薬師丸ひろ子さんは、ナレーション原稿の同じ箇所で何度もNGを出した。口がまわらなかったり、つっかかったり。数本まとめての録音だったので疲れていたのかもしれない。拘束できる時間は限られている。タイムリミットが近づき、スタジオ内に緊張が走る。僕はディレクターにナレーション原稿の書き換えを提案した。録音に立ち会っていたクライアントの許可を得てその場で原稿を書き直し、いきなり本番。結果は一発OK。そのときの薬師丸さんの表情が忘れられない。ウレシイ、ゴメンナサイ、アリガトウがごちゃ混ぜになっていた。彼女も必死だったのだ。僕は美しい人だなと思った。

岸惠子さんへの取材テーマは「親子」だった。彼女には娘さんが一人いて、当時はロックバンドを組んでいたと記憶しているけれど、今はどうしているのだろう。僕は取材にあたって、表面を撫でるようなことだけはしまいと心に決めていた。岸さんのわが子に対する想いを、リアリティのある言葉とともに引き出したかった。ぶしつけで失礼な質問もあったと思う。叱られるか、拒否されるか。なにせ、相手は大女優である。でも、そのどちらでもなかった。岸さんは慎重に言葉を選び、ときどき頬に掌を当てながら沈黙し、真摯に答えてくれたのである(一度だけ「その質問、面白くないわ」と言われましたけどね)。僕は美しい人だなと思った。
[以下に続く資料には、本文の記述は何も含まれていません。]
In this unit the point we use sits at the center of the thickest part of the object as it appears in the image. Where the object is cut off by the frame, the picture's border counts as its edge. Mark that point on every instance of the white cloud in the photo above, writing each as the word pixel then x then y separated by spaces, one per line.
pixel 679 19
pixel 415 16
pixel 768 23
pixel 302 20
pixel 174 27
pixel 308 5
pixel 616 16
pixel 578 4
薬師丸ひろ子さんも、岸惠子さんも、プロフェッショナルとして、ベストを追求しようとしていた。経験豊富な人にありがちな「この仕事は、まあ、こんなところで」という気配をみじんも感じなかった。今という瞬間は人生の中で最も新しい時間であり、自分は未知なるものに試されているのだという「おびえ」さえ感じられた。新たな局面に対し、おごらず、あなどらず、おののき、震え、躊躇する。未知なるものへの畏怖こそが彼女たちの「初々しい美しさ」を醸し出していたのだと思う。

僕は怠け者である。隙あらばラクしようとする。「まあ、いいか」という思いと闘うものの、だいたいは負けてしまう。しかしというか、だからというか、僕は怠ける人が嫌いだ。だって怠け者と怠け者がつるんだら大変なことになるじゃないですか。薬師丸ひろ子さんや岸惠子さんのように初々しさを秘め、高をくくらない人が好きだ。裏返せば、僕にとっては「かなわない人」たちなのだ。

この「Madura」の連載コラムでは、「かなわないなあ」と感じた人や出来事を紹介していきたいと考えています。今回は有名人が登場したけれど、街を歩いていると結構いるんですよ「かなわない人」たちが。どうぞ、よろしくお願いします。